The statistical definition of S° and other thermodynamic properties were developed later. In this viewpoint, thermodynamic properties are defined in terms of the statistics of the motions of the microscopic constituents of a system modeled at first classically, e.g. Newtonian particles constituting a gas, and later quantum-mechanically.

Molar Entropy Equation

The standard molar entropy is usually given the symbol S° and has units of joules per mole kelvin (J mol−1 K−1). Unlike the standard enthalpies of formation, the value of S° is absolute. That is, an element in its standard state has a definite, nonzero value of S at room temperature. The S° of a pure crystalline structure can be 0 J mol−1 K−1 only at 0 K, according to the third law of thermodynamics. However, this presupposes that the material forms a ‘perfect crystal’ without any frozen in S° (defects, dislocations), which is never completely true because crystals always grow at finite temperature. However, this residual entropy is often quite negligible.

If a mole of substance were at 0 K, then warmed by its surroundings to 298 K, its total molar entropy would be the addition of all N individual contributions:

{\displaystyle S^{\circ }=\sum _{k=1}^{N}\Delta S_{k}=\sum _{k=1}^{N}\int {\frac {dq_{k}}{T}}\,dT}S^\circ = \sum_{k=1}^N \Delta S_k =\sum_{k=1}^N \int \frac{dq_k}{T} \, dT
Here, dqk/T represents a very small exchange of heat energy at temperature T. The total molar entropy is the sum of many small changes in molar entropy, where each small change can be considered a reversible process.

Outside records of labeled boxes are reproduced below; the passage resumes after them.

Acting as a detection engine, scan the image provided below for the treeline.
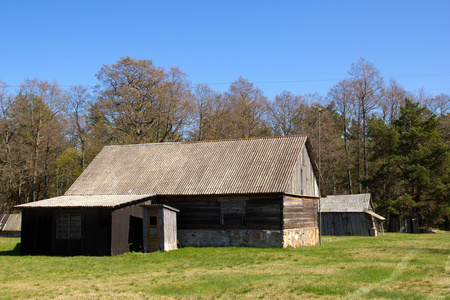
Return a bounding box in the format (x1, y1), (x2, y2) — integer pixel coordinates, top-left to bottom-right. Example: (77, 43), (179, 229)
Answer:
(0, 57), (450, 226)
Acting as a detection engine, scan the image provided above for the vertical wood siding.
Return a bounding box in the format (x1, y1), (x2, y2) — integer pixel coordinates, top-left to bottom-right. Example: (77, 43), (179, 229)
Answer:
(287, 147), (319, 197)
(283, 196), (318, 229)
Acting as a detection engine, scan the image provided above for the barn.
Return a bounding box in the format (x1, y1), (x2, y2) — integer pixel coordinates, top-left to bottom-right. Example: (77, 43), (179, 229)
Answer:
(0, 214), (22, 237)
(320, 194), (385, 236)
(18, 136), (319, 255)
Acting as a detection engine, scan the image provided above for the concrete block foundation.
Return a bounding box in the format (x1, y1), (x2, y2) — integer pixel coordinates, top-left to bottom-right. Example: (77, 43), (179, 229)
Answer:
(178, 228), (319, 248)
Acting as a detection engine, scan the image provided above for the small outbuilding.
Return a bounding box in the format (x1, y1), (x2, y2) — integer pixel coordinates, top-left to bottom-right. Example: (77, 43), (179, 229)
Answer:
(0, 214), (22, 237)
(321, 194), (385, 236)
(18, 136), (320, 255)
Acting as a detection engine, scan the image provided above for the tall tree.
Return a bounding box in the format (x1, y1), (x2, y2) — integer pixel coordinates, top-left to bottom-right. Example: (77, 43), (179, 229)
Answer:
(349, 57), (384, 193)
(65, 85), (91, 169)
(269, 91), (306, 135)
(12, 79), (66, 202)
(190, 84), (225, 141)
(371, 100), (450, 225)
(380, 78), (408, 123)
(97, 57), (166, 143)
(328, 79), (354, 194)
(225, 77), (270, 138)
(96, 57), (191, 143)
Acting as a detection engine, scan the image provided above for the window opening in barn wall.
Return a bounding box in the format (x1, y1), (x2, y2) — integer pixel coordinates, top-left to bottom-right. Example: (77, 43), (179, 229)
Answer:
(220, 200), (246, 226)
(56, 214), (81, 239)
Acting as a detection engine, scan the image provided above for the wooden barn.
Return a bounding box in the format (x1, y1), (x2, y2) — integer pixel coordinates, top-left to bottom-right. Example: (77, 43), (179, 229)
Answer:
(321, 194), (385, 236)
(18, 195), (150, 256)
(19, 136), (319, 255)
(0, 214), (22, 237)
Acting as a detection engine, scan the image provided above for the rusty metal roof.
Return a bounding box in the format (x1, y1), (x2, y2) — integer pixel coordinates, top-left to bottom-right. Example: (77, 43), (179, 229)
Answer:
(66, 136), (307, 196)
(16, 195), (151, 208)
(320, 194), (384, 220)
(0, 214), (22, 232)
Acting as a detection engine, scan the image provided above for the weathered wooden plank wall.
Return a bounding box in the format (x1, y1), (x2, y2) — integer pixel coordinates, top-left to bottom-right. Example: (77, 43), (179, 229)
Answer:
(155, 195), (282, 229)
(283, 196), (318, 229)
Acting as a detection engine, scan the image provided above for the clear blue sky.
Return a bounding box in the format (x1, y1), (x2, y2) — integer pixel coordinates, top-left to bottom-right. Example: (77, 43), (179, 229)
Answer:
(0, 0), (450, 99)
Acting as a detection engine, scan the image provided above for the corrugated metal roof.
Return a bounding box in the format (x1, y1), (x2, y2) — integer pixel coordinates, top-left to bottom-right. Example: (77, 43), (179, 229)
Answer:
(320, 194), (373, 212)
(16, 195), (151, 208)
(66, 136), (307, 196)
(0, 214), (22, 232)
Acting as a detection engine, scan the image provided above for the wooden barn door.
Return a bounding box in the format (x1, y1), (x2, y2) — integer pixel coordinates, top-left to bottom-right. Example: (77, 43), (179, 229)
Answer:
(147, 210), (160, 252)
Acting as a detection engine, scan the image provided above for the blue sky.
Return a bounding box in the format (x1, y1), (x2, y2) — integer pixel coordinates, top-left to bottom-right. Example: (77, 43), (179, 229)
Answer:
(0, 0), (450, 99)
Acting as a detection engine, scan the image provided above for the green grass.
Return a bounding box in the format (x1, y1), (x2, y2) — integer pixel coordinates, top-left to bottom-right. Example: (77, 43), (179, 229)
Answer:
(0, 232), (450, 299)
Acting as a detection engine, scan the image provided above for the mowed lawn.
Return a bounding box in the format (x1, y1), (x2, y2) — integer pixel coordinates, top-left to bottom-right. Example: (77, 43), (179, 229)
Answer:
(0, 232), (450, 299)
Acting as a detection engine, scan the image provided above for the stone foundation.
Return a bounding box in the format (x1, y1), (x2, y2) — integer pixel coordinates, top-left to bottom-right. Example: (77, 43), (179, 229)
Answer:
(178, 228), (319, 248)
(283, 227), (319, 248)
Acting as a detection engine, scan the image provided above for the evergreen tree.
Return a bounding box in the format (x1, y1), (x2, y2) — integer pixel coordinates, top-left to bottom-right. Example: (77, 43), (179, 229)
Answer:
(370, 100), (450, 226)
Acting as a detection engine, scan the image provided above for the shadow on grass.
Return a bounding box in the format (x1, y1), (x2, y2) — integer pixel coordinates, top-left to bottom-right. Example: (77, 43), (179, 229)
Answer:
(0, 243), (20, 256)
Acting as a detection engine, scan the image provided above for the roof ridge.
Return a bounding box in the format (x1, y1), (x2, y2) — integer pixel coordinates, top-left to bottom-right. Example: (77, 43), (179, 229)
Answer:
(105, 134), (307, 148)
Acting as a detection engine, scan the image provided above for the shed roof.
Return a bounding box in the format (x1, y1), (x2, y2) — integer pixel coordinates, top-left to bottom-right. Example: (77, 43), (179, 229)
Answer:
(320, 194), (385, 220)
(17, 195), (151, 208)
(320, 194), (372, 212)
(0, 214), (22, 232)
(66, 136), (309, 196)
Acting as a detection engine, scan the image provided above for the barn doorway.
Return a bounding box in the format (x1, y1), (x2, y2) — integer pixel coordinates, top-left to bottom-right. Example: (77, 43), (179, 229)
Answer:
(142, 204), (180, 252)
(147, 210), (160, 252)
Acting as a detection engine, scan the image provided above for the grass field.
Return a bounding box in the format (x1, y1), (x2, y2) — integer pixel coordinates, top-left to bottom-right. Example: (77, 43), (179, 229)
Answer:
(0, 232), (450, 299)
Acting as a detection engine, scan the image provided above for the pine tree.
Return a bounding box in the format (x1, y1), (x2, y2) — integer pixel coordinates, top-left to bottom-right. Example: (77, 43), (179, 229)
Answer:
(371, 100), (450, 226)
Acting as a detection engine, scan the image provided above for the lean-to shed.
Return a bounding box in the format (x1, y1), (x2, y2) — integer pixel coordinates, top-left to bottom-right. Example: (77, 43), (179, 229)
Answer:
(321, 194), (385, 236)
(19, 195), (150, 256)
(19, 136), (319, 254)
(0, 214), (22, 237)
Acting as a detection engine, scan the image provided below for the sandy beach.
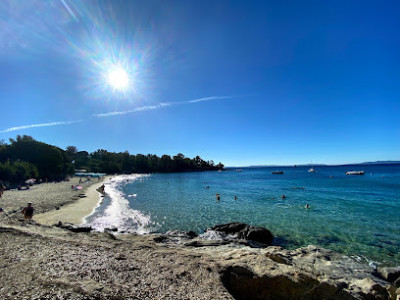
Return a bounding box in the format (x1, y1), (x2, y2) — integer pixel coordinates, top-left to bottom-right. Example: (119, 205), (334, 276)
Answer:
(33, 176), (110, 225)
(0, 178), (400, 299)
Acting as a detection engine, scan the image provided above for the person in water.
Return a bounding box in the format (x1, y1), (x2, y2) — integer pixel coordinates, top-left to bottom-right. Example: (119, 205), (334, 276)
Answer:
(22, 202), (35, 220)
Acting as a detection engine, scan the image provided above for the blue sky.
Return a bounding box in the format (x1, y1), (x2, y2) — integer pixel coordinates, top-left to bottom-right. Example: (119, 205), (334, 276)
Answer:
(0, 0), (400, 166)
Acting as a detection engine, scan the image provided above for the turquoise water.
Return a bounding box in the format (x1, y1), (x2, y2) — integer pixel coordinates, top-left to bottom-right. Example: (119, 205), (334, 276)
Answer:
(87, 165), (400, 265)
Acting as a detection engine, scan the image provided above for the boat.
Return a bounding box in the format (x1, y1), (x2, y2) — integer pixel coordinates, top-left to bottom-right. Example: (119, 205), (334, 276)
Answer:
(346, 171), (364, 175)
(272, 171), (283, 174)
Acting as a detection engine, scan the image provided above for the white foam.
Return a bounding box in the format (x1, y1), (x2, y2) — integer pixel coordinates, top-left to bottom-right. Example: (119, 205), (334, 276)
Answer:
(87, 174), (151, 234)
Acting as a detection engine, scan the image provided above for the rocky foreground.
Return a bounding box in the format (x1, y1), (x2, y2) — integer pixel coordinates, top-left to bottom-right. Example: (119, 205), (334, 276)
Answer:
(0, 219), (400, 299)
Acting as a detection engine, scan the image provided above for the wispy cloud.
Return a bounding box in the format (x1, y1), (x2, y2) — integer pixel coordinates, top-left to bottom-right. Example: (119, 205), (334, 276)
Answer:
(0, 96), (238, 133)
(0, 120), (82, 133)
(93, 96), (235, 118)
(61, 0), (78, 21)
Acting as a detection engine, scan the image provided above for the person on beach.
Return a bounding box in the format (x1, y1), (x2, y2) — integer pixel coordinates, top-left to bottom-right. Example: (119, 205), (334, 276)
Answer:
(0, 184), (6, 197)
(22, 202), (35, 220)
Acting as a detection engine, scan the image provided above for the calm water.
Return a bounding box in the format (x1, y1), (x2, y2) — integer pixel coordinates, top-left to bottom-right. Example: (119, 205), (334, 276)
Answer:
(87, 165), (400, 265)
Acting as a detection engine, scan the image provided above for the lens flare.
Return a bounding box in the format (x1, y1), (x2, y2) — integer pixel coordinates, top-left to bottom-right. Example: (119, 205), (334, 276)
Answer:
(107, 66), (129, 91)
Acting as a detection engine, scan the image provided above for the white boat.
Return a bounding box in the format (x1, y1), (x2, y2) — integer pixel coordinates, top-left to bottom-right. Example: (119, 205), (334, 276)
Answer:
(346, 171), (364, 175)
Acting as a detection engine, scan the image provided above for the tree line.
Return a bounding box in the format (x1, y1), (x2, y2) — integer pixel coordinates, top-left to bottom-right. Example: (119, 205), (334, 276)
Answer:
(0, 135), (224, 185)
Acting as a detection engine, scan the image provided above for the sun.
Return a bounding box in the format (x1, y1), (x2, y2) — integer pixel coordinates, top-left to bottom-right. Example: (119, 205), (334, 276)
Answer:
(107, 67), (129, 91)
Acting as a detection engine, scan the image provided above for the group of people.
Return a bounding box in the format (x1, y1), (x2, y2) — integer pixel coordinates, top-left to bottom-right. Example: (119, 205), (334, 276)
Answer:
(215, 193), (310, 209)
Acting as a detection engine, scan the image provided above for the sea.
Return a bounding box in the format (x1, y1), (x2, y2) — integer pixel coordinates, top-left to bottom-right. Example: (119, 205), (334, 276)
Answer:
(86, 164), (400, 266)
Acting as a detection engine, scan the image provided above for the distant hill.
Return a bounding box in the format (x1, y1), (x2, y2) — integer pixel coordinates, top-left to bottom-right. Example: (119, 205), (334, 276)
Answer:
(227, 160), (400, 169)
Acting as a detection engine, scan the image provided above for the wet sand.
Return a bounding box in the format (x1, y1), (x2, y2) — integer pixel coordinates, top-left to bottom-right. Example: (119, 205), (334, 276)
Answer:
(33, 176), (110, 225)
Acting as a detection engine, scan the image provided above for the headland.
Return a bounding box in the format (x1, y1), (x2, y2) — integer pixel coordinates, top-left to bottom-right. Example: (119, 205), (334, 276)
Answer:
(0, 179), (400, 299)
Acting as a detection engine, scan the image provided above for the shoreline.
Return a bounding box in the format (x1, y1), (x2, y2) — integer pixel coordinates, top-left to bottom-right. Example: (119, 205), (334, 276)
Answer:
(33, 176), (111, 225)
(0, 176), (400, 300)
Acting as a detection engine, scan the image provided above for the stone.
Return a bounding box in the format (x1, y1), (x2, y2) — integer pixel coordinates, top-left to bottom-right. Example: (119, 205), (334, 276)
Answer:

What Is the Concept Of S°?

S°, The Measure Of A System’s Thermal Energy Per Unit Temperature That Is Unavailable For Doing Useful Work. Because Work Is Obtained From Ordered Molecular Motion, The Amount Of S° Is Also A Measure Of The Molecular Disorder, Or Randomness, Of A System.

What Is S° With Example?

S° Is A Measure Of The Energy Dispersal In The System. We See Evidence That The Universe Tends Toward Highest S Many Places In Our Lives. A Campfire Is An Example Of S. The Solid Wood Burns And Becomes Ash, Smoke, And Gases, All Of Which Spread Energy Outwards More Easily Than The Solid Fuel.

What Is The Unit Of Entropy?

The Si Unit For S° Is Joules Per Kelvin (J/K). A More Positive Value Of S Means A Reaction Is More Likely To Happen Spontaneously.

What Does The Second Law Of Thermodynamics State?

The Second Law Of Thermodynamics States That The State Of S° Of The Entire Universe, As An Isolated System, Will Always Increase Over Time. The Second Law Also States That The Changes In The S° In The Universe Can Never Be Negative.

What Is The Symbol For Entropy Change?

It Is Usually Denoted By The Symbol S This Is Attributed To The Work Of Clausius In 1865 When He Gave Irreversible Heat Loss Which He Had Previously Called “Equivalence-value” A Name.